Réduire le nombre de fonctionnaires est l'une des pièces maîtresses du programme de Nicolas Sarkozy. Je cite le Figaro : "Il compte ne pas remplacer un fonctionnaire partant à la retraite sur deux, ce qui représenterait 450 000 personnes. La France retrouverait en 2012 le nombre de fonctionnaires de 1992, « quand François Mitterrand était président de la République et où personne ne disait que la France était sous administrée ».
Nicolas Sarkozy précise également les domaines où il entend concentrer son action. «L’administration générale des Douanes a autant d’agents aujourd’hui (20.000) qu’elle en avait en 1980. Or, depuis cette date, il n’y a plus de frontières », fait-il valoir. Il souhaite également fusionner certaines administrations : l’ANPE avec l’Unedic et les maisons de l’emploi, et la Direction générale des impôts avec la comptabilité publique."
Je sais bien que les propos de campagne incitent à simplifier, mais tout de même… Le sujet mériterait une analyse un peu plus fine. Après tout, les 5 millions de fonctionnaires font autant d'électeurs qui sont, on peut au moins le supposer, à peu près informés de ce qui se passe dans leur environnement de travail.
On remarquera que Nicolas Sarkozy ne parle que de la fonction publique d'Etat (3 millions de fonctionnaires) et ne dit rien des deux autres : la fonction publique territoriale (1, 750 000 fonctionnaires) et la fonction publique hospitalière (850 000 fonctionnaires). Or, si problème il y a, il est moins dans le nombre de douaniers ou de telle autre catégorie, que dans les dysfonctionnements de cette organisation. Or, c'est là que se trouvent les marges de manoeuvre. Plusieurs phénomènes mériteraient d'être explorés avant de donner des chiffres à l'emporte-pièce.
Les effectifs de la fonction publique territoriale progressent rapidement (+ 3% en 2002, + 1,6% en 2003), ce qui n'est pas choquant dans un contexte de décentralisation, mais devient problématique lorsqu'il n'y a pas réduction équivalente des effectifs dans la fonction publique d'Etat, ce qui veut tout simplement dire que l'on fabrique des doublons.
Comme toute organisation, la fonction publique d'Etat résiste à tout ce qui pourrait réduire son pouvoir, et d'abord à la décentralisation qui la menace directement. L'une de ses armes préférées, dans cette bataille, est la création de règles, de normes qui lui permettent de conserver son pouvoir de contrôle sur l'activité de la fonction publique territoriale mais aussi de maintenir son emploi.

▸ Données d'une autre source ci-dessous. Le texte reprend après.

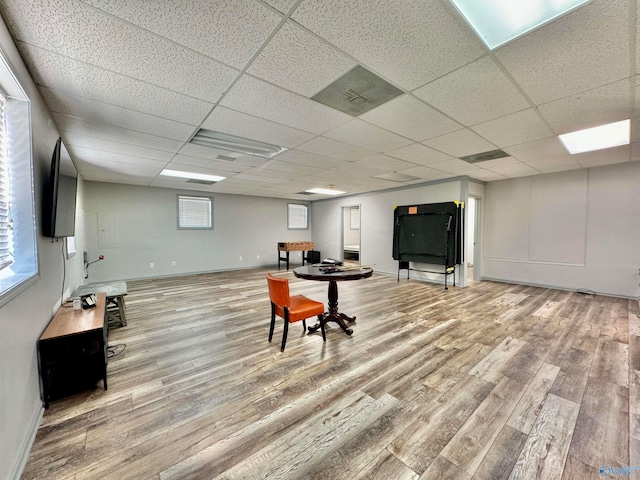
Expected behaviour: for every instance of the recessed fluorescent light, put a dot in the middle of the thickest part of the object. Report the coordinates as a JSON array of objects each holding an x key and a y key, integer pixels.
[
  {"x": 231, "y": 143},
  {"x": 195, "y": 176},
  {"x": 325, "y": 191},
  {"x": 597, "y": 138},
  {"x": 499, "y": 21}
]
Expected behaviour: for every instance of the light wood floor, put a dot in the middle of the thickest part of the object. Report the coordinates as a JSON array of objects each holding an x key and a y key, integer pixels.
[{"x": 491, "y": 381}]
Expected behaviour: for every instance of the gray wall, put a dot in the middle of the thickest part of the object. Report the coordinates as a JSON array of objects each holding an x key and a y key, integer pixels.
[
  {"x": 578, "y": 229},
  {"x": 376, "y": 222},
  {"x": 135, "y": 226},
  {"x": 25, "y": 316}
]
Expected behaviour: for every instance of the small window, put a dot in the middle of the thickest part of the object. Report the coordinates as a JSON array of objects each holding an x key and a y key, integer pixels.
[
  {"x": 195, "y": 212},
  {"x": 18, "y": 244},
  {"x": 298, "y": 216}
]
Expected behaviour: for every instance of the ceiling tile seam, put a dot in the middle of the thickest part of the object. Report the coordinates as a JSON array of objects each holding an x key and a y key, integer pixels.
[
  {"x": 242, "y": 72},
  {"x": 123, "y": 143},
  {"x": 114, "y": 105},
  {"x": 146, "y": 82},
  {"x": 119, "y": 127},
  {"x": 520, "y": 90},
  {"x": 71, "y": 145},
  {"x": 166, "y": 39},
  {"x": 346, "y": 54}
]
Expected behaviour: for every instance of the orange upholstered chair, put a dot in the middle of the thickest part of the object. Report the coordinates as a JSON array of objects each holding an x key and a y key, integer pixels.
[{"x": 290, "y": 308}]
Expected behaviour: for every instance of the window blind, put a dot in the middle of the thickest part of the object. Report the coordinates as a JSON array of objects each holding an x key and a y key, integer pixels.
[
  {"x": 298, "y": 216},
  {"x": 194, "y": 212},
  {"x": 6, "y": 243}
]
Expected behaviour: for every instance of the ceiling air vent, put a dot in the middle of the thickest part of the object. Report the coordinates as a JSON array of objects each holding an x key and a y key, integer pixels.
[
  {"x": 356, "y": 92},
  {"x": 484, "y": 156},
  {"x": 397, "y": 177},
  {"x": 201, "y": 182}
]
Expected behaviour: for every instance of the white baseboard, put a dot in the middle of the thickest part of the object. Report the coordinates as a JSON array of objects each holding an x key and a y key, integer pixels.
[{"x": 25, "y": 448}]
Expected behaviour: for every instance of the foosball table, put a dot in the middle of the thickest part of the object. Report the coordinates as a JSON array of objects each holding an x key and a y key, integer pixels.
[{"x": 293, "y": 247}]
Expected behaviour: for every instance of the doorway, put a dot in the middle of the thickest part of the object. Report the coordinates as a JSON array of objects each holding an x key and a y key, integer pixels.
[
  {"x": 472, "y": 240},
  {"x": 350, "y": 241}
]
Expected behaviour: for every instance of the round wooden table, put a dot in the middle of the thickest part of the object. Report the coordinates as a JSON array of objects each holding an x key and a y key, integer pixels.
[{"x": 333, "y": 315}]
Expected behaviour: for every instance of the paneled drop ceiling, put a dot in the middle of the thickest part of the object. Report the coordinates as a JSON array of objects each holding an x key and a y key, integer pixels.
[{"x": 130, "y": 82}]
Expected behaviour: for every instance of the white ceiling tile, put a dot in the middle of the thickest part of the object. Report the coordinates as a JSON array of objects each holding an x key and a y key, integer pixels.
[
  {"x": 475, "y": 93},
  {"x": 332, "y": 148},
  {"x": 101, "y": 157},
  {"x": 521, "y": 127},
  {"x": 454, "y": 166},
  {"x": 228, "y": 31},
  {"x": 411, "y": 118},
  {"x": 599, "y": 106},
  {"x": 281, "y": 5},
  {"x": 309, "y": 158},
  {"x": 425, "y": 173},
  {"x": 486, "y": 175},
  {"x": 185, "y": 162},
  {"x": 94, "y": 111},
  {"x": 460, "y": 143},
  {"x": 73, "y": 138},
  {"x": 298, "y": 61},
  {"x": 577, "y": 52},
  {"x": 240, "y": 124},
  {"x": 420, "y": 154},
  {"x": 295, "y": 169},
  {"x": 498, "y": 162},
  {"x": 607, "y": 156},
  {"x": 255, "y": 97},
  {"x": 515, "y": 170},
  {"x": 79, "y": 31},
  {"x": 538, "y": 149},
  {"x": 408, "y": 42},
  {"x": 114, "y": 134},
  {"x": 363, "y": 134},
  {"x": 385, "y": 162},
  {"x": 259, "y": 178},
  {"x": 78, "y": 78},
  {"x": 556, "y": 164}
]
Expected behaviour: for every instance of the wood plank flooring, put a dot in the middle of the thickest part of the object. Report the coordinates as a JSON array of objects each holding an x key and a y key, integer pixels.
[{"x": 493, "y": 381}]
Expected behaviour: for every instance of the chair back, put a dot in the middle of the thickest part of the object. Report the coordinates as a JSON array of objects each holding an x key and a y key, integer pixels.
[{"x": 279, "y": 290}]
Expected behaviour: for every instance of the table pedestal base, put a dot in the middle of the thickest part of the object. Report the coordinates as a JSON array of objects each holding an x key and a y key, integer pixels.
[{"x": 333, "y": 315}]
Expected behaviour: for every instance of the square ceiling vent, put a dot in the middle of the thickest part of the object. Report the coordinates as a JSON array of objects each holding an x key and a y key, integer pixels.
[{"x": 356, "y": 92}]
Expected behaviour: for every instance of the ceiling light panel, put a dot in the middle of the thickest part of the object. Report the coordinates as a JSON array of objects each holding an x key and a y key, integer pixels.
[
  {"x": 191, "y": 175},
  {"x": 597, "y": 138},
  {"x": 232, "y": 143},
  {"x": 499, "y": 21}
]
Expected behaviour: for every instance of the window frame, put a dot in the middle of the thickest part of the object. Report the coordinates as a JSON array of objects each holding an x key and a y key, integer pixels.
[
  {"x": 25, "y": 270},
  {"x": 198, "y": 197},
  {"x": 306, "y": 216}
]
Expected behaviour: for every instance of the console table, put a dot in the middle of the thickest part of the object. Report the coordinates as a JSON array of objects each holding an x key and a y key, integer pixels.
[
  {"x": 293, "y": 247},
  {"x": 115, "y": 292},
  {"x": 72, "y": 350}
]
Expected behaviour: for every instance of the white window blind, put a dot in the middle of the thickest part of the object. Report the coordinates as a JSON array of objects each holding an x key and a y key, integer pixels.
[
  {"x": 195, "y": 212},
  {"x": 6, "y": 236},
  {"x": 298, "y": 216}
]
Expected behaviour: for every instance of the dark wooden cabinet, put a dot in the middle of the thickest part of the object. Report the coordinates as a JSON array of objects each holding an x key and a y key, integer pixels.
[{"x": 72, "y": 351}]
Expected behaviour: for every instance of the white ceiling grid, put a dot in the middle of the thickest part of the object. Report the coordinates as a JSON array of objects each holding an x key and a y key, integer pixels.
[{"x": 129, "y": 82}]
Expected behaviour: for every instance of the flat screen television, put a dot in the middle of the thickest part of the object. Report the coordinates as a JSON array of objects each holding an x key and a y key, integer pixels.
[{"x": 60, "y": 196}]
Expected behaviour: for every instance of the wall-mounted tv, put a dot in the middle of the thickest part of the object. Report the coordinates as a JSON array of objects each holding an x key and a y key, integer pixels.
[{"x": 60, "y": 197}]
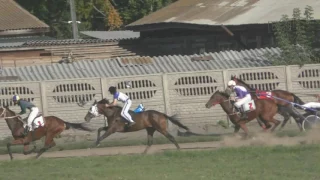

On dit beaucoup que les fonctionnaires ne font rien. C'est inexact. Ils travaillent. Et s'ils sont si nombreux, c'est que les élus leur donnent du travail. L'explosion réglementaire et législative, dénoncée par le Conseil d'Etat, est la première raison de cet excédent de fonctionnaire d'Etat. Et cette explosion est le fait des élus. Nous avons autant de fonctionnaires parce que nous sommes mal gouvernés. Et de ce point de vue, le bilan de Nicolas Sarkozy, avec ses lois répétées sur l'immigration, est plutôt mauvais.
Les emplois sont d'autant plus nombreux qu'ils sont mal distribués. Est-il, pour ne prendre que cet exemple, normal qu'il y ait trois fois plus de policiers par habitant à Paris que dans la lointaine banlieue? On tient là un des facteurs de la croissance des effectifs : pour augmenter les effectifs là où ils manquent, on a recruté là où on aurait pu redéployer. Mais qui est responsable de ce dysfonctionnement, sinon les élus locaux qui se battent bec et ongle pour conserver les effectifs de policiers même lorsque ceux-ci sont en surnombre? Et les gouvernements qui leur cèdent? Ce qui est vrai de la police l'est de bien d'autres domaines.
La fonction publique a un absentéisme supérieur au secteur privé. C'est vrai dans les trois fonctions publiques, mais surtout dans la fonction publique territoriale (voir, là-dessus, les chiffres de l'IFRAP). Lutter contre permettrait certainement de produire autant avec des effectifs réduits. Mais on remarquera le silence de Nicolas Sarkozy (et des élus en général) sur cette question. Le sujet est tabou! Il est vrai qu'un absentéisme trop élevé est le symptome d'un management déficient. Et qui dirige les collectivités publiques territoriales, sinon les élus de droite comme de gauche?
Vouloir réduire le nombre de fonctionnaires n'est pas en soi une mauvaise chose lorsque le sureffectif est le résultat d'une mauvaise organisation ou d'un mauvais management. Encore faut-il travailler sur les causes, sinon on risque de jeter le bébé avec l'eau du bain, de dégrader la qualité des services publics sous couvert de faire des économies.